Unfortunately, a clever idea isn't the only thing you need to start a successful business. Great timing, a stellar management team, and even dumb luck all come into play in determining whether your business will take off or stall out. While there's no one formula for success, taking a look at some past miscues can help give us an insight into why even brilliant ideas can fail as startups.
No matter how revolutionary or disruptive your idea is, you still need a team to execute it. As entrepreneur John Rampton says about his own failed startups, "Every great entrepreneur understands that he or she can't do everything."
No matter how talented you are or diverse your skill set, if you want to start a company, you're going to need some backup. However, putting together the makings of a formidable team is more complex than just finding the most talented people you can get for the money.
A team needs to work together, and different people have vastly different styles of communication. Visual thinkers can only process things if they see them hashed out on a page or whiteboard, whereas someone who is more verbal might think they explained the project perfectly clearly over the phone. These little miscommunications can add up over time, leading to serious dysfunction down the road.
The challenge, of course, is that the people with whom you get along aren't necessarily the people who have the skills necessary to make your idea work.
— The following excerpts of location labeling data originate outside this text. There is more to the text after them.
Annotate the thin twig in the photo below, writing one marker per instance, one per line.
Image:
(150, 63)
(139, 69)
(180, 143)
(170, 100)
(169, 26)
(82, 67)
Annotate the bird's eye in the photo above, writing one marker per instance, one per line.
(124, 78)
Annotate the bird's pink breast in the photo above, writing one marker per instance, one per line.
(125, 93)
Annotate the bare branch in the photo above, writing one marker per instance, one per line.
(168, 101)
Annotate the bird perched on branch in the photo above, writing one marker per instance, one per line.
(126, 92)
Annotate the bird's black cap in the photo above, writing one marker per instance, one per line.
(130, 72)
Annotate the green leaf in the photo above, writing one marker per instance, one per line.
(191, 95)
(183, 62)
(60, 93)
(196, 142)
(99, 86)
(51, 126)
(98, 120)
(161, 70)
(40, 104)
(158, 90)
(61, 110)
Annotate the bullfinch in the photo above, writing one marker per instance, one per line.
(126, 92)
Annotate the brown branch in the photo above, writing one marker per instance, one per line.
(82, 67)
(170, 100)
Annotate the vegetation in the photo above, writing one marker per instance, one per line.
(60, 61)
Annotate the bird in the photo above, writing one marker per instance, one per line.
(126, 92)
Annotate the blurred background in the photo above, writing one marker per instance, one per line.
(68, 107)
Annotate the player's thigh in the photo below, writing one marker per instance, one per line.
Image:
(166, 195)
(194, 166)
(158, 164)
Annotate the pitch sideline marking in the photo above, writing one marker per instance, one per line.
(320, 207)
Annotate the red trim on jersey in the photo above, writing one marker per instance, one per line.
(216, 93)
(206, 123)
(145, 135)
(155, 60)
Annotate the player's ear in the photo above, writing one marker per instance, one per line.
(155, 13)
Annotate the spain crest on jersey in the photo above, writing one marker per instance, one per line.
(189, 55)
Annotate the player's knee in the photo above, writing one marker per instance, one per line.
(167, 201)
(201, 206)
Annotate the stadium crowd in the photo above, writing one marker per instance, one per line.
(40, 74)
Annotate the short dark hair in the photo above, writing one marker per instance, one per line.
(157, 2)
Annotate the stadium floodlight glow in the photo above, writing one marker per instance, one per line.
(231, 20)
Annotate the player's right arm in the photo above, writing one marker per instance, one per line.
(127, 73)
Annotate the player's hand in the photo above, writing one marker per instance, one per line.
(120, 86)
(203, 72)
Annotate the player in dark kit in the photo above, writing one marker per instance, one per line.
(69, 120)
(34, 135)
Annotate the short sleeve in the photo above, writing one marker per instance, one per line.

While things at the office might be going well, if you can't turn your idea into something that actually delivers what it promises, you're going to have problems. Working to optimize a team's skills ensure they fit together is a tall order, and it's easy to understand why many people fall short.
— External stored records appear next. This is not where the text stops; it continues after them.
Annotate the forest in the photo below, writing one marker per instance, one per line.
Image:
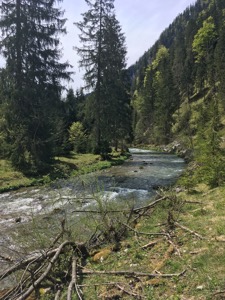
(174, 92)
(172, 100)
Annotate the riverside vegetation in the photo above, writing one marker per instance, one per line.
(173, 248)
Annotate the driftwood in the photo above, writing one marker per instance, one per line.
(189, 230)
(39, 266)
(132, 274)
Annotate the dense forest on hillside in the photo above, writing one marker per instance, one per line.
(174, 92)
(171, 246)
(178, 87)
(37, 122)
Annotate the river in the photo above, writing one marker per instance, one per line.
(134, 182)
This is one of the biggest fears that any entrepreneur has: they have a very good idea, but it solves a problem that people just don't have. Are you barking up the wrong tree? The only way to be sure is to talk to customers and thoroughly validate your market.
The classic Febreze story is perhaps instructive here. When Procter and Gamble researchers found a chemical compound that bonded with strong odors and eliminated them, they figured they had discovered a product that could generate an exciting new revenue stream. The marketers hired to lead the charge had reams of interviews with smokers, pet owners, and even one woman who worked in animal control whose house and car had always reeked of skunk. Time and again, these people told them that Febreze had changed their lives, and so an ad campaign was greenlighted highlighting the product's odor-removing properties. Sales, however, tanked.
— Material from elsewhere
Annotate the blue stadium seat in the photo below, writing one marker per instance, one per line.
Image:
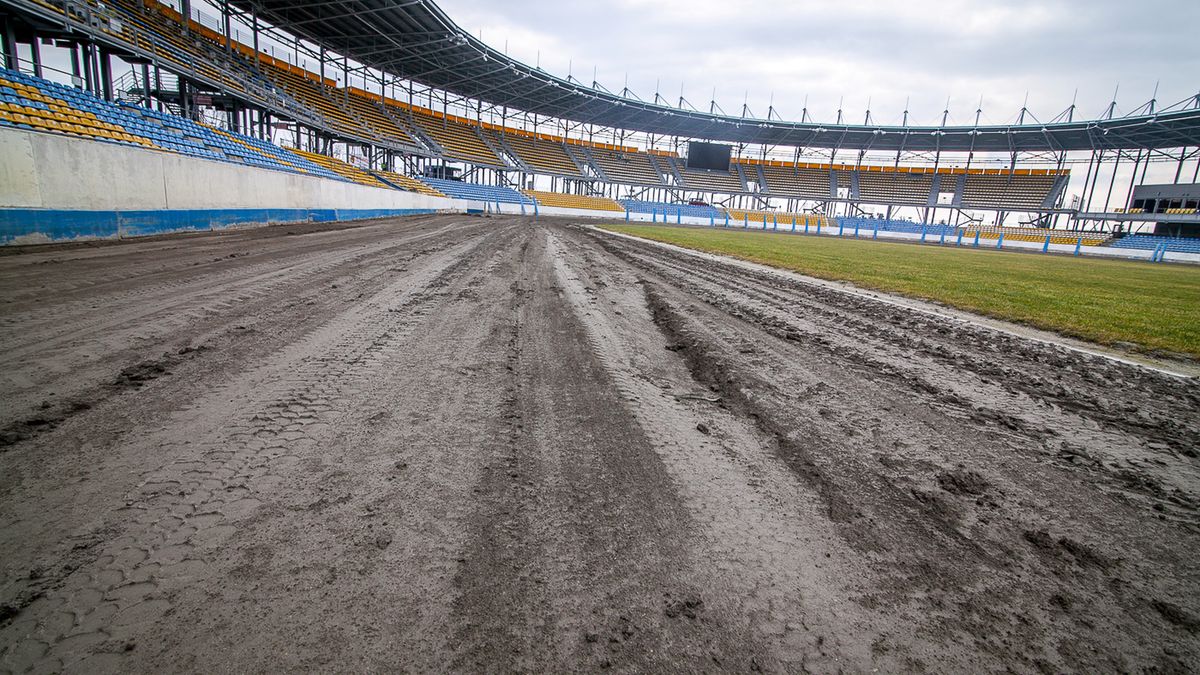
(671, 210)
As P&G's marketing team scrambled to figure out what was going wrong, they interviewed a woman whose house was clean and organized but reeked of her nine cats. Even though the smell was overpowering, she didn't seem to notice. The researchers came to the horrible realization that the people who needed their product the most couldn't tell they needed it. You get used to the smells around you, even if they're overwhelming to someone else--and nobody wants to admit that their home is smelly.
The marketers' fortunes turned around when they met another woman who used Febreze every day, at the end of her cleaning ritual. They realized that associating the product with the feeling of finishing tidying up, rather than smelling a bad smell, was the key to winning a permanent place on customers' shelves. Febreze sales are now upwards of a billion dollars a year. This just goes to show the importance of listening to the market research that surprises you--not just what confirms your biases.
Since we're in the business of making money, maintaining adequate cash flow would seem like an obvious and avoidable problem. But you don't have to spend long looking up examples of failed startups from the dotcom era to find companies whose marketing strategy outpaced their capacity for growth.
My favorite example is Pets.com, which used investor dollars to make a Super Bowl ad, among many other tactics. The problem, however, was that even though they were correct that there is a huge market of pet owners looking to make their lives easier, the national shipping infrastructure hadn't yet become efficient enough to make money shipping heavy bags of food across the country. No matter what their growth numbers looked like, the basic ROI was going to be bad.
Looking at angel or VC investment numbers in the millions can give you the impression that a great idea is all you need to get off the ground, but the reality is that fundraising is time-consuming. You need to pitch your idea over and over and over and still be ready to pick yourself up off the ground and try again if those pitches don't work out.
While you're waiting to score a big check, it can be tempting to make a marketing splash to feel like you're winning the brand game. Tactics like that can work, but not planning for unforeseen expenses can leave you with an impressive brand image, but not enough cash in the bank to make payroll.
What You Can Do Right Now
Thomas Edison, Henry Ford, Elon Musk--the American dream of the brilliant inventor with a winning idea is alive and well. Unfortunately, a great idea isn't everything, and many startups fail even though their business model is proven to work. There are a few things you can do right now to avoid startup failure:
- Make sure your team has a balance of skills and compatibility.
- Keep talking to customers and look for information that goes against your expectations.
- Be honest about ROI and your potential for growth.
- Plan for the unexpected and manage your cash flow.